IT managers must drive business change 'from the inside out'
David Bicknell
over 1 year ago 1 Comment
The management consultancy PwC has argued that top-performing organisations show greater mastery in how they leverage digital technologies by the way they embrace consumerisation, the Cloud and social media.
The management company’s this week published its Digital IQ survey which says that these top performers are already offering mobile tools for customers, measuring data through social media, mobilising applications to the public Cloud and are applying innovative use of business intelligence. It also finds that most enterprises are still playing catch-up on the consumerisation of IT.
It points to an increasingly critical role for the CIO. PwC argues that CIOs must be excellent at managing the internal factory, but also excel at mobilising new plans into action.
The Digital IQ findings call for business leaders — and, in particular, today’s CIOs and IT managers — to lead their organisations to change and innovate from the inside out. The report findings suggest that excellence in IT has not been commoditised and is still creating a competitive advantage. Indeed, IT-enabled, multi-channel connections with customers can make a marked difference to business results. But to succeed, IT managers — and top executives in the so-called 'C-suite' — must excel at not just managing internally, but also at mobilising new plans into action.

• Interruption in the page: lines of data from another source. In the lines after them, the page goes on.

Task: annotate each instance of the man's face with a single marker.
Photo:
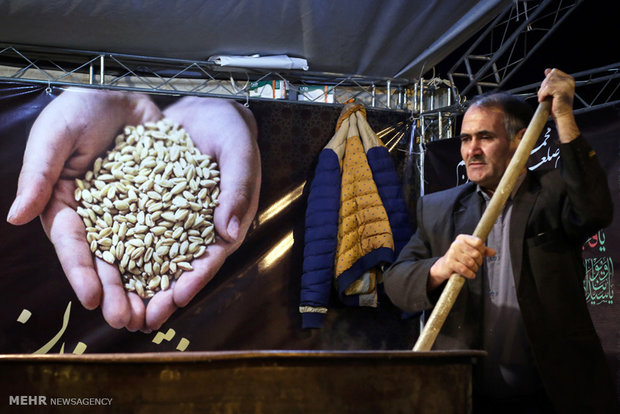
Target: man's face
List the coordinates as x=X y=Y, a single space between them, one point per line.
x=485 y=146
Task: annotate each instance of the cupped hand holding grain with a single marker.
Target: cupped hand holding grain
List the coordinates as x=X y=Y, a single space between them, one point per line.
x=64 y=140
x=227 y=131
x=72 y=131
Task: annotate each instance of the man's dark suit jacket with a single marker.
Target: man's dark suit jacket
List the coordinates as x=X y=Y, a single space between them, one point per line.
x=554 y=212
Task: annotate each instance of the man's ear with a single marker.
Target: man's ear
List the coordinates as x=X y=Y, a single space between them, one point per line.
x=518 y=137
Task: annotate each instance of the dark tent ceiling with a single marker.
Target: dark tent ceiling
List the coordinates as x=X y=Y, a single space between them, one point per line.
x=393 y=38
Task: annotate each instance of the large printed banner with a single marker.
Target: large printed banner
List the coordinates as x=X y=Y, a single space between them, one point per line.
x=601 y=253
x=252 y=300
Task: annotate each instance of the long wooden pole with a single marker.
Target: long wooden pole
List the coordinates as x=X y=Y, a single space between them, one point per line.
x=496 y=204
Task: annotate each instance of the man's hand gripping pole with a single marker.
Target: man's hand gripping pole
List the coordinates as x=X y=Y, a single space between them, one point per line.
x=504 y=188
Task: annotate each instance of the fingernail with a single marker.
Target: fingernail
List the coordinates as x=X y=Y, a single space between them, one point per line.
x=13 y=209
x=233 y=227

PwC argues that a high Digital IQ requires IT managers to find better ways to sift through and drive insight from the increasing amounts of data streaming 'from every manner of device and interaction', and to create a platform that can deliver these capabilities across a varied set of changing mobile devices.
PwC’s survey showed that 63 percent of respondents revealed their greatest challenge is the inability to gather, understand and act on customer data, while 58 percent cite an inability to understand and adopt the new information technologies they need to be competitive.
“Consumerisation of IT is on the rise, and in the survey we continue to see a need to serve the mobile customer, move to Cloud services, and use data more effectively,” said Chris Curran, principal at PwC. “Organisations that have an integrated strategy—which includes technology—seem to perform better.”